I'm working on a C++ console program that prints some Unicode text. On Linux it just works, but on Windows it behaves strangely: Unicode characters are displayed correctly only as long as they are not at the beginning of a std::string
. If they are, the program just stops.
Here's the reduction:
#include <iostream>
#include <string>
using std::cout;
int main() {
std::string letters = "àèéìòùäöüß";
std::string is_nice = "è bello"; // In Italian this means "is nice"
cout << "Concatenating the strings using '+':\n";
cout << "Unicode " + letters << "\n";
cout << "Unicode " + is_nice << "\n";
cout << "\n";
cout << "Using 'cout' and 'operator<<' to print the strings:\n";
cout << "Unicode " << letters << "\n";
cout << "Unicode " << is_nice << "\n";
}
The source file is encoded as UTF-8. On Linux I compile it (using g++ 5.4.0) with
g++ -std=c++14 -Wall -Wextra Unicode.cpp -o Unicode
and on Windows (using MinGW.org GCC-6.3.0-1) with
g++ -std=c++14 -Wall -Wextra Unicode.cpp -o Unicode.exe
If I compile it and run it from Linux (in this case I'm using Windows Subsystem for Linux, the Ubuntu version that runs on Windows 10), there's no problem, everything works.

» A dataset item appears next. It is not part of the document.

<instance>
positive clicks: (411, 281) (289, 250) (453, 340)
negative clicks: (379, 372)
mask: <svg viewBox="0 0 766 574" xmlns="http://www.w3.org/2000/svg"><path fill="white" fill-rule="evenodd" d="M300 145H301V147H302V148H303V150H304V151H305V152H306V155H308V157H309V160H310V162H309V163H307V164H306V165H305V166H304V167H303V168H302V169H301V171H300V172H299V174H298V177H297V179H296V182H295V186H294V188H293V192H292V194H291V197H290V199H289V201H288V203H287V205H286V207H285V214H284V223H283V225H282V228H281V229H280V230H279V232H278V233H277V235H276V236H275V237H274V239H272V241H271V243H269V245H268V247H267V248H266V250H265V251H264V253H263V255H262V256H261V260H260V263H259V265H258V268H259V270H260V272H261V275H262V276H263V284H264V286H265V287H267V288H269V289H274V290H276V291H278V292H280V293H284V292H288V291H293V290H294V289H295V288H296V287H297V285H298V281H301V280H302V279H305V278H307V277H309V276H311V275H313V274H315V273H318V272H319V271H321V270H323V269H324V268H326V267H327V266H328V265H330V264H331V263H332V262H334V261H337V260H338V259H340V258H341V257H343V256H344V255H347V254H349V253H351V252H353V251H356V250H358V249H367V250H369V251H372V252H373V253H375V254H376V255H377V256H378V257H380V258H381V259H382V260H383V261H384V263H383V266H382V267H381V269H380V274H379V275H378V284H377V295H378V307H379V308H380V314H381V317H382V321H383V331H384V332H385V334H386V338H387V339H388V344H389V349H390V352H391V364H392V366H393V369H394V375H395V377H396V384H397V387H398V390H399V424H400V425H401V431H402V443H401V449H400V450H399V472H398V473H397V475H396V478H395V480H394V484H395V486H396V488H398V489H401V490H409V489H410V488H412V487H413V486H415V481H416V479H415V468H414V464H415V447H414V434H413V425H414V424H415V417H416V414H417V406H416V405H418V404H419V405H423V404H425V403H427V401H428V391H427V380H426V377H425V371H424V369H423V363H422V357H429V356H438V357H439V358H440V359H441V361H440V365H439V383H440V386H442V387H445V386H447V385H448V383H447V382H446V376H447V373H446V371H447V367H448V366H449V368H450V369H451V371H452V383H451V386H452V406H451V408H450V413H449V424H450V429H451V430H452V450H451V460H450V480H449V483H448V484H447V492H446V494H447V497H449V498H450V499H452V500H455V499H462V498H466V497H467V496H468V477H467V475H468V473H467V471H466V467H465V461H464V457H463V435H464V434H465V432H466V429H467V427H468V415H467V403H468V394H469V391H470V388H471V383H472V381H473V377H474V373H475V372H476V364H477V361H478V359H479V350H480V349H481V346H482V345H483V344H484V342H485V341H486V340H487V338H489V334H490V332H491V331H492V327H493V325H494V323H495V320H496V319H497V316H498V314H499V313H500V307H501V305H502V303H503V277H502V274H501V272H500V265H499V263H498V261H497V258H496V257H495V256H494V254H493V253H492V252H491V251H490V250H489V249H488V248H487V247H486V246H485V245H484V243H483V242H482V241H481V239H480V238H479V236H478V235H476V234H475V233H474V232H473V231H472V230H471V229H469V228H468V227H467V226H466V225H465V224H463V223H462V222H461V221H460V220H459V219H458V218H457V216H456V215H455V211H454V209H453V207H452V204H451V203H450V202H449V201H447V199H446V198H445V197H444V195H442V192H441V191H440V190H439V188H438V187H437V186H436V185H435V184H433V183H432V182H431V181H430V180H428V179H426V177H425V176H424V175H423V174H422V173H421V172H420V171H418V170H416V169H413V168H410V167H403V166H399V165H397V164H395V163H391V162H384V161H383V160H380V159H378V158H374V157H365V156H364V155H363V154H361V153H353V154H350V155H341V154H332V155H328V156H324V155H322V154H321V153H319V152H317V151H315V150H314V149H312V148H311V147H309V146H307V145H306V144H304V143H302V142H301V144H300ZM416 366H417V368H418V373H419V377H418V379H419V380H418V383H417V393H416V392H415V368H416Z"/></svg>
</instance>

If I compile it and run it from Windows (both cmd and PowerShell), it depends. At first the program was printing garbage. Then I followed the instructions given in another answer, that is, I have used the command chcp 65001
to set my code page to Unicode with UTF-8 encoding, and I have changed the font to Lucida Console. Now, when I cout
a string that starts with a regular ASCII character (like the first 2), everything works, but if there's a string that starts with a character like à
or è
(like the last 2), the program stops. For reference, this is the output on Linux:
Concatenating the strings using '+':
Unicode àèéìòùäöüß
Unicode è belloUsing 'cout' and 'operator<<' to print the strings:
Unicode àèéìòùäöüß
Unicode è bello
And this is what I get on Windows:
Concatenating the strings using '+':
Unicode àèéìòùäöüß
Unicode è belloUsing 'cout' and 'operator<<' to print the strings:
Unicode
And it ends here. Apparently, Unicode characters are dealt with properly if they are in the middle of the string, but the program just stops if the Unicode character is at the beginning. As a workaround, I can remove the space after "Unicode" and put it at the beginning of those 2 strings, and it works. But I'm not happy with this.
Why does it matter which position the Unicode character is at? And how can I solve it?